The EPA list includes tributaries to Estero Bay in Lee County, the Tamiami Canal, the north stretch of the Barron River canal, Naples Bay, the Gordon River, the Gordon River canal, the Henderson Creek canal, the Golden Gate canal, the Blackwater River, Lake Trafford, and the Cocohatchee River and canal.

The DEP, however, considers data on Naples Bay, the Golden Gate canal and the Gordon River to be inconclusive. City and state monitors are doing more testing this year.

A spot on the list of impaired waters doesn't necessarily mean the DEP will force polluters to clean it up, Young said. The EPA would have to approve any cleanup plan.

The DEP has tried before to get around the Clean Water Act by watering down requirements for putting waters on the impaired waters list, proposing an inadequate cleanup plan for the St.
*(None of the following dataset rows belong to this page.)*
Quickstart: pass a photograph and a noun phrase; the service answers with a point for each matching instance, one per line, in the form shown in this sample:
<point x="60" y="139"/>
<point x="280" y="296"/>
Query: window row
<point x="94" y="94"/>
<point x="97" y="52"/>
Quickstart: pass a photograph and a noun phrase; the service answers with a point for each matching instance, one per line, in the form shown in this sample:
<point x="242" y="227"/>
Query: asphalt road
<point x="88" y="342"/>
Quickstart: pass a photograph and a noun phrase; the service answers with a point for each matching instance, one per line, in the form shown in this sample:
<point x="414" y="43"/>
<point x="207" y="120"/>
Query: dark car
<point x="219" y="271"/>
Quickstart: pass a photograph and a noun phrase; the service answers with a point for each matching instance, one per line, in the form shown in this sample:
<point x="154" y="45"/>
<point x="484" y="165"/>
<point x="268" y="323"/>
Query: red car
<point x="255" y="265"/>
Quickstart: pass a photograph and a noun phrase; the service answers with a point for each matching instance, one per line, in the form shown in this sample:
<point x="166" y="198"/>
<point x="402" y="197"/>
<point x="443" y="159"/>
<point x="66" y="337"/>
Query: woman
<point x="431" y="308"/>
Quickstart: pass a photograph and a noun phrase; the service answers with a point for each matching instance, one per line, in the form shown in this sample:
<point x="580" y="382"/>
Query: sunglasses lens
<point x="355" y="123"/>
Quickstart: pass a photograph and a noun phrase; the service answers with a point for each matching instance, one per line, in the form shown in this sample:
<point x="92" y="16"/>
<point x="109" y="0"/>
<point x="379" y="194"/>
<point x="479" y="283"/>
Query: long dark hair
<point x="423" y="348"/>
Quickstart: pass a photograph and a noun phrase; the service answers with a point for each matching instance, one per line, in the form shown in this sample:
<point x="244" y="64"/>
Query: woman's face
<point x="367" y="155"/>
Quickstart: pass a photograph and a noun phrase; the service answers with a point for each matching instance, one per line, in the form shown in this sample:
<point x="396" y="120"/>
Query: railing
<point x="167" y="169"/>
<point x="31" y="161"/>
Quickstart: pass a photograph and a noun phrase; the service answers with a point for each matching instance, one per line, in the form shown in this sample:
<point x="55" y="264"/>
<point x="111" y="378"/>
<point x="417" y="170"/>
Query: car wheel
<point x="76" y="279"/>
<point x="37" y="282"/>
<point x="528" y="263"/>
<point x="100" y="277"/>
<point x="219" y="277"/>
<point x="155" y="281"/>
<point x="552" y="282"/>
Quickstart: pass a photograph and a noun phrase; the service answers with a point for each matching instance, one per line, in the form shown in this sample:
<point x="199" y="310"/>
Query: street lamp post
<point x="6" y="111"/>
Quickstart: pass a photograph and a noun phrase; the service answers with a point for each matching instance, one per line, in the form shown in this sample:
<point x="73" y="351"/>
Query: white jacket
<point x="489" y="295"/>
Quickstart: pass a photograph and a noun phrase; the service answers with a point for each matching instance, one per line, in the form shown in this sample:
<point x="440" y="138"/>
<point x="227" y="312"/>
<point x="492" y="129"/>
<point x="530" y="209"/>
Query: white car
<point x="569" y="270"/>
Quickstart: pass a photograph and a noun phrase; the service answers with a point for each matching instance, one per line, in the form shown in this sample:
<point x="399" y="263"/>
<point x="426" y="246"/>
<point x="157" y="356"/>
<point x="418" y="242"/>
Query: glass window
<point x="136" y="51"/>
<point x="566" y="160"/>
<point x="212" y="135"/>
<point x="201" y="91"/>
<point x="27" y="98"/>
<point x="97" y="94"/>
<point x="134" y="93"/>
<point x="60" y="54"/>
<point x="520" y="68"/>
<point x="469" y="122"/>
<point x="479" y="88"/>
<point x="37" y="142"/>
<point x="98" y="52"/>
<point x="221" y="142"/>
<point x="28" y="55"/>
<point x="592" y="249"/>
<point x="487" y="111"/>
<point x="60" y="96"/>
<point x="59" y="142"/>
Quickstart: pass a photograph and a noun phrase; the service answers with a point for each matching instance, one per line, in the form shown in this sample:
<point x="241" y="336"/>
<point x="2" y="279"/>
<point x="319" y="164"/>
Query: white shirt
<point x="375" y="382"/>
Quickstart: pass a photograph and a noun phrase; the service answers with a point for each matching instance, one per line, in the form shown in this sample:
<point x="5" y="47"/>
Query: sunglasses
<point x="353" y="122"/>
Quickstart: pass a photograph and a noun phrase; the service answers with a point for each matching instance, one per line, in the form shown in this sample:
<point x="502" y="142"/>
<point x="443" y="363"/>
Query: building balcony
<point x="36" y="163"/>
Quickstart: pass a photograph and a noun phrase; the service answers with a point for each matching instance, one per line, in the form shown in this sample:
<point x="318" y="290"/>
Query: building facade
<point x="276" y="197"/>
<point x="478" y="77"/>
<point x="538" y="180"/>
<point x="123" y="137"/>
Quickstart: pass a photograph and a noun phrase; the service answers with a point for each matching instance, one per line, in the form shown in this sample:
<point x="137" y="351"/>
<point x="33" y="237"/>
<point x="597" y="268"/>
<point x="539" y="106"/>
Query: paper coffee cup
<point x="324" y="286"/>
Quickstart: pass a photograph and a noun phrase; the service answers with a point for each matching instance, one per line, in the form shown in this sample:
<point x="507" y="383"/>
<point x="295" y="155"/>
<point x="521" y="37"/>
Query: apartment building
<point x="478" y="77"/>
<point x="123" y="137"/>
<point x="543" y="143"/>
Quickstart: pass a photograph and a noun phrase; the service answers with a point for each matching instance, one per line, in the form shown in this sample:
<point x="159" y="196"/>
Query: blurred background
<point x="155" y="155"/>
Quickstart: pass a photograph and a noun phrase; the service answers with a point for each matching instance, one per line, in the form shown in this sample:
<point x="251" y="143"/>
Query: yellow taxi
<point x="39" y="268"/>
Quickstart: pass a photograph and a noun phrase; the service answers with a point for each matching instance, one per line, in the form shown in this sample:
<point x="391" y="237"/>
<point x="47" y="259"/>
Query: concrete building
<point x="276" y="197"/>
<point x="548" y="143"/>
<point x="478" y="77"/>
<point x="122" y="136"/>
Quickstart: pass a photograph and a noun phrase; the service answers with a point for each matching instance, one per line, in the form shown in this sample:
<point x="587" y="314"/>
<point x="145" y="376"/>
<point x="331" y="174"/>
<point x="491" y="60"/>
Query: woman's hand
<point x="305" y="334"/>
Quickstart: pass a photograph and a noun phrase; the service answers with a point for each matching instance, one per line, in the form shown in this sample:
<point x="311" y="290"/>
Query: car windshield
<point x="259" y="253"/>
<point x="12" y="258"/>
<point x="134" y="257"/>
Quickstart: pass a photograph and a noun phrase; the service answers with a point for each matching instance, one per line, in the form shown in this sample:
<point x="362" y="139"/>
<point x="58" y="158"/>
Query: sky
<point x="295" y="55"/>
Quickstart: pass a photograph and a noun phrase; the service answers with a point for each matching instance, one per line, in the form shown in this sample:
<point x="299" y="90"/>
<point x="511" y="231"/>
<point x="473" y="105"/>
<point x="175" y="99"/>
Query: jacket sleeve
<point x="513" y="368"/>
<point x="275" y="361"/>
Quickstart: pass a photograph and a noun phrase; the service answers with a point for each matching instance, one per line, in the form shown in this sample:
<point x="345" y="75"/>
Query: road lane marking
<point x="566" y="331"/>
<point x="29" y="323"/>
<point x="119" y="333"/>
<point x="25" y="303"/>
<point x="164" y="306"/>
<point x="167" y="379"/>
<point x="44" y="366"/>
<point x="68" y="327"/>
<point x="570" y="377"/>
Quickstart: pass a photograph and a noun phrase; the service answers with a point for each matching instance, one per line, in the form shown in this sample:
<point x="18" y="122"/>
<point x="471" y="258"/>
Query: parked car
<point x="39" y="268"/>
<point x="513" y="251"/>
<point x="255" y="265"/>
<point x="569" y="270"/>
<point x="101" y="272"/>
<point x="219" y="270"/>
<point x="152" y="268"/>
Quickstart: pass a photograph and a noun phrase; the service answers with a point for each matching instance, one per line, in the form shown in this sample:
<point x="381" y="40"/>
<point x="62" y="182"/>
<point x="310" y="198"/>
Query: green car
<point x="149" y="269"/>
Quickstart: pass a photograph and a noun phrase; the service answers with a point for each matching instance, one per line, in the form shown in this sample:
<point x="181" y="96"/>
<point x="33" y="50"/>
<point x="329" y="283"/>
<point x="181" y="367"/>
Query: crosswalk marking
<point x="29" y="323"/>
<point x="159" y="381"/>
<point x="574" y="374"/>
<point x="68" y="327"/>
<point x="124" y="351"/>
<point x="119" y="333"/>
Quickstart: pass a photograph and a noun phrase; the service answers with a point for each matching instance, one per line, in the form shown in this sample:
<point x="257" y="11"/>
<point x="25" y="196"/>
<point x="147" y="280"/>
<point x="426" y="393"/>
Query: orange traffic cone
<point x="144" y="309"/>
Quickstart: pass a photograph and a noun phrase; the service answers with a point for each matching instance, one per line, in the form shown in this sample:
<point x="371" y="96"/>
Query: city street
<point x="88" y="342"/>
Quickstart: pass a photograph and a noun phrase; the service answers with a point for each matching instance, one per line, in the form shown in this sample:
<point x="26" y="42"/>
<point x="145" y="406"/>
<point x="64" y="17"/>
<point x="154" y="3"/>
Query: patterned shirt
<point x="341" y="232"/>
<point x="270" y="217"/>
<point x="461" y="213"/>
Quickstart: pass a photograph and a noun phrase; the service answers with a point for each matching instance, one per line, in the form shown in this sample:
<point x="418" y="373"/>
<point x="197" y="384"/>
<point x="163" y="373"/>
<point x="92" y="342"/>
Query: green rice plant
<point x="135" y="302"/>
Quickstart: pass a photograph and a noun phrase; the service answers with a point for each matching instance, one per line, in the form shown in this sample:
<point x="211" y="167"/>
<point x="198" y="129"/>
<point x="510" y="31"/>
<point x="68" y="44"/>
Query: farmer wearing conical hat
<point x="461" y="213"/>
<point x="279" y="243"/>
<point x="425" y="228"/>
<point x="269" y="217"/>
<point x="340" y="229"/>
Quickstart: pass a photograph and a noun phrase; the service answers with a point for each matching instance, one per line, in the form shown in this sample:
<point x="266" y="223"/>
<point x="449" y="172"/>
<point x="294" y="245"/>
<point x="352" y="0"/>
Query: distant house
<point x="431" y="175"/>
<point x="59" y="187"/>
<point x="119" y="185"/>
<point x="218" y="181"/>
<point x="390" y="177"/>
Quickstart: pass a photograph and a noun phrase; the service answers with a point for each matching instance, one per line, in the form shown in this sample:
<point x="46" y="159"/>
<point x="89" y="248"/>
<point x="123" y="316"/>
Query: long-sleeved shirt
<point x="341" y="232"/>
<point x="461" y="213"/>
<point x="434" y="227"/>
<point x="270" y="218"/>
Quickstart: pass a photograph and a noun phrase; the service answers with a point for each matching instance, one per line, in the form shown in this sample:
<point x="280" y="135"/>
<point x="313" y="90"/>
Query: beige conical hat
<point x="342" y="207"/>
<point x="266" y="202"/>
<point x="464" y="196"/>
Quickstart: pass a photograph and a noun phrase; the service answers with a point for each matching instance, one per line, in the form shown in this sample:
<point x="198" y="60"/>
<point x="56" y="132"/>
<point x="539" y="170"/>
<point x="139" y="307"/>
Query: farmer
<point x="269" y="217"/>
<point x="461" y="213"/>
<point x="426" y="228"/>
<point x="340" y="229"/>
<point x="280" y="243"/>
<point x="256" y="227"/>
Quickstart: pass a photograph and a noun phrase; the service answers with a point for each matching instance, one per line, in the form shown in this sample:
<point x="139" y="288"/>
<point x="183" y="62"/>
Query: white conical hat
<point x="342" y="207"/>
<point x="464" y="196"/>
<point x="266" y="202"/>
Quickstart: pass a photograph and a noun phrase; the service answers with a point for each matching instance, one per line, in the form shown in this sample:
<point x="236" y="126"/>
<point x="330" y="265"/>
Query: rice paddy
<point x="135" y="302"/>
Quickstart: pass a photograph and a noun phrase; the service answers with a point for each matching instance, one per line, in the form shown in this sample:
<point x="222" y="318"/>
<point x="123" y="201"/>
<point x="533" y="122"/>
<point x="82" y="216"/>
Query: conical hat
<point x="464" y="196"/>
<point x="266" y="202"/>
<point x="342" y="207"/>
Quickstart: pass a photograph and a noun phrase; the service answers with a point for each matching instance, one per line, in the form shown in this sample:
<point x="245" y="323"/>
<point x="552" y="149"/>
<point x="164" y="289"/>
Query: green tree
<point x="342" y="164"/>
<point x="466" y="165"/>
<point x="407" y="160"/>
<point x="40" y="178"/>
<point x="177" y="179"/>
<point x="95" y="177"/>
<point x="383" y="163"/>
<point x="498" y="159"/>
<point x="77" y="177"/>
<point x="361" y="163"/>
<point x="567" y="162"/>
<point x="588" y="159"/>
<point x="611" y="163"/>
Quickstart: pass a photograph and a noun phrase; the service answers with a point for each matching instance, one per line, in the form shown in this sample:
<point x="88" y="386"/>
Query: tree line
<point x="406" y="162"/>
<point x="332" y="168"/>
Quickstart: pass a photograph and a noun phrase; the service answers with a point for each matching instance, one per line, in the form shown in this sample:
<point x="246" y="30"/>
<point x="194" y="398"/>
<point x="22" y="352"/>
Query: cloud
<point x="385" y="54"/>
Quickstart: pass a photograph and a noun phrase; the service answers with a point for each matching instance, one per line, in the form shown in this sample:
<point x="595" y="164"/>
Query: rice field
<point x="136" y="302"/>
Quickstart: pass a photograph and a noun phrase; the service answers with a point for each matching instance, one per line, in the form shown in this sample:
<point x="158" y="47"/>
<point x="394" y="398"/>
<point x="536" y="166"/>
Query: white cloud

Johns River and then changing the rules to allow for a variance from dissolved oxygen standards.

"For the DEP, this is a game," Young said.

If Naples Bay doesn't get help from the DEP, the EPA still should require a cleanup plan, she said.

"We're going to sue them if they don't," Young said.

She said there is one caveat to that vow: Young said her group wouldn't go to court without the blessing of local concerned citizens.

A push already is on at City Hall to create a plan for improving water quality in the bay that would be a substitute for any DEP cleanup plan.

Naples Natural Resources Manager Mike Bauer has convened a group of environmental advocates, golf course managers, developers and bay-related businesses to come up with a Basin Management Action Plan, or BMAP. The group's second meeting is set for June 21 at City Hall.

"I don't want to get a variance," Bauer said. "I want to get the water clean. I really think people are interested in improving Naples Bay."

Young said the BMAP should have a goal of meeting water quality standards — not just creating pollution prevention programs that might or might not work.

"The devil is in the details," she said.